癌の診断を受けたことによるストレスは、身体的な衰弱を引き起こす可能性がある。患者は死に直面する恐怖と向き合わなくてはならないばかりか、治療費など金銭的な問題、副作用を乗り越えるという課題、治療と仕事の両立や家族とのバランスなど、その他たくさんのストレス因子に対応していかなくてはならない。(略)癌の病因にストレスが関与しているのかは十分に理解されていない。(略)これまでの研究で、診断後5年間に極度にストレスの多い生活を1回以上経験した乳癌女性は再発リスクが低いことが認められた。(略)

しかしながら、慢性ストレスは免疫系を抑制することでも知られており、一部の研究者はストレスの延長が癌の進行や転帰にマイナスの影響を与えうると推測した。オハイオ州立大学の研究者らは、ストレス対処に有用な心理的介入を受けた乳癌患者を対象に、こういったサポートを受けなかった患者と比べ、生存期間の優位な延長が認められるか否か判定するための試験を実施した。

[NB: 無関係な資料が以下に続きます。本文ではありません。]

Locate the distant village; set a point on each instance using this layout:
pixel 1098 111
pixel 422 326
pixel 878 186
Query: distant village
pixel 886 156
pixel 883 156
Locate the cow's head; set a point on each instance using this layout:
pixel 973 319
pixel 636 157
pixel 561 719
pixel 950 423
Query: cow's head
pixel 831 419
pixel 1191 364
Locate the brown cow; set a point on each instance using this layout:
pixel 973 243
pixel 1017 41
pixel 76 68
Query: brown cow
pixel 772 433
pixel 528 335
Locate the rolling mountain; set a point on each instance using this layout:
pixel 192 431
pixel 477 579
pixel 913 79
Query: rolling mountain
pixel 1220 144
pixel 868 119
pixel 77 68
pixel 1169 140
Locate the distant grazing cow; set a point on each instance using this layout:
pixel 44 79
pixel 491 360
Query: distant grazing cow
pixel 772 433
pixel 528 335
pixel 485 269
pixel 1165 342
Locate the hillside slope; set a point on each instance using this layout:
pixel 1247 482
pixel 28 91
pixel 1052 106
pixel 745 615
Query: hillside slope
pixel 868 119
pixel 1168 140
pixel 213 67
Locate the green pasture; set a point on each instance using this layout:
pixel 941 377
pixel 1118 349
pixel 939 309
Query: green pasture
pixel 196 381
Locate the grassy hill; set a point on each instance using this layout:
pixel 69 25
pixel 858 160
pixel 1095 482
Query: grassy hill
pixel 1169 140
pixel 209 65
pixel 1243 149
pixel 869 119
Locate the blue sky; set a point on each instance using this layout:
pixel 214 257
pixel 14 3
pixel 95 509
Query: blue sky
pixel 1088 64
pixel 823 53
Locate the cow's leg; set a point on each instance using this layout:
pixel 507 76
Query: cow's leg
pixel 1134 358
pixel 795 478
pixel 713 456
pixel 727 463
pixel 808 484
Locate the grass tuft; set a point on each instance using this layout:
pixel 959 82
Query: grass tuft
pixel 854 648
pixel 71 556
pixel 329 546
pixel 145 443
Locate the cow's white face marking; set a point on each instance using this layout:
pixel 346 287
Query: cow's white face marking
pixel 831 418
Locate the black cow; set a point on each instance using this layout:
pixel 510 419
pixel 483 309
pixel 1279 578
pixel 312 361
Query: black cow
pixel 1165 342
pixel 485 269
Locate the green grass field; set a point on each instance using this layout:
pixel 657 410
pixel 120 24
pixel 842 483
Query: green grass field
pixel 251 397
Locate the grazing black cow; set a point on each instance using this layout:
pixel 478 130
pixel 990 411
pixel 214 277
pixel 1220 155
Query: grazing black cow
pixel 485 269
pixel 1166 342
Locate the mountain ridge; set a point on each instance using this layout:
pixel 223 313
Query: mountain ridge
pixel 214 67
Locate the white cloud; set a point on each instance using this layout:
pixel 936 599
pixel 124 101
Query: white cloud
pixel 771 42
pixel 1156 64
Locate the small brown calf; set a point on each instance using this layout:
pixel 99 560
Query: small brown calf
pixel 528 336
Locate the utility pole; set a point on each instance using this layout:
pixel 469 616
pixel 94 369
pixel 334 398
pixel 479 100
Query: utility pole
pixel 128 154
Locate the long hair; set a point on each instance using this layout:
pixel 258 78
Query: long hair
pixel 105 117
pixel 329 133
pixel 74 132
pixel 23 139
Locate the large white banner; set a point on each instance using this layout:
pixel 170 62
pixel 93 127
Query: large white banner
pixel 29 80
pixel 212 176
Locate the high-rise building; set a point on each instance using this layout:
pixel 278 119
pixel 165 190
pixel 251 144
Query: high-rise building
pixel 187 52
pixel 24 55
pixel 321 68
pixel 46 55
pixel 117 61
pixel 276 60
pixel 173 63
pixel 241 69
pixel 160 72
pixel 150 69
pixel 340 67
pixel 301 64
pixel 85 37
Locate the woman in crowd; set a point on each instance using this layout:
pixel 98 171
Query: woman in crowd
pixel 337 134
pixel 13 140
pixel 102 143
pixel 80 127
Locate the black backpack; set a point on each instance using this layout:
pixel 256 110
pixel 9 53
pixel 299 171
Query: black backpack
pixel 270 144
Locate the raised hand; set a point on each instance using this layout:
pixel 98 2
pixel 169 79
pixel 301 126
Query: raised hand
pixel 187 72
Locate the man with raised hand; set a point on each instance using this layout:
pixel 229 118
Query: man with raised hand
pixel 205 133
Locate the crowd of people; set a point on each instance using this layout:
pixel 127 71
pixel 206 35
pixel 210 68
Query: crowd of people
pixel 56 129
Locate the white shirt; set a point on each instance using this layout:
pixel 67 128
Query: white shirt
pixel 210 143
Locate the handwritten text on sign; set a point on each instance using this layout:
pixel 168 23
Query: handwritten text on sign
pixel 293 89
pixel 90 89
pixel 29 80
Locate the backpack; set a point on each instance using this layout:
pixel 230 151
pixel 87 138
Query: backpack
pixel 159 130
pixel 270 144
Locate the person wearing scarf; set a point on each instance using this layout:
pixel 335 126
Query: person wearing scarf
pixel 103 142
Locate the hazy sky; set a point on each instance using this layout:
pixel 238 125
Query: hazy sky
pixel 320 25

本試験には、局所乳癌の外科的治療を受けたことのある女性227人が含まれた。術後補助療法を開始する前に心理診断および行動評価を行った。患者の約半数は心理的介入を受けるよう割り当てられたのに対し、残る半数にはそれ以降の評価は行なわなかった。心理的介入は、心理士2名の主導のもと少人数群で週1セッションを4か月間行う強化期間と、それに続けて維持管理期間として月1セッションを8か月間行なうこととした。患者は、12か月間にわたって計26セッション(39時間治療)に参加した。このセッションには、ストレスの軽減、気分の好転、保健行動の見直しなどを試みる方法や、癌の治療と処置を遵守し続けるための方法が含まれた。

11年間の追跡調査後、女性62人で癌再発が認められ(介入群29人、評価のみ群33人)、女性54人で死亡が認められた(介入群24人、評価のみ群30人)。介入群のほうが癌再発までの平均期間が長く(介入群約3年、評価のみ群約2年)、平均生存期間も長かった(介入群約6年、評価のみ群約5年)。この結果から、心理的介入を受けた女性は再発リスクおよび乳癌死亡リスクが有意に低いことが示された。研究者らは、適切な心理的介入を行うことで乳癌女性の生存期間が改善する見込みがあると結論づけた。
『海外癌医療情報リファレンス』記事

    
オハイオ州立大学原文記事によると、試験参加者はステージ2、3の患者で、精神的苦痛が大きく改善されて日常の行動が変化したことが決定的な理由であるとみられるという。
作用機序としては、心理的介入によってストレスが軽減されることで免疫機能が高まったこと、心理的苦痛をもっとも改善した患者では漸進的筋弛緩が頻繁に起こっていたことが述べられている。また、介入群の患者は、ストレスが病状の安定によくないことであるとよく理解してもらっていた。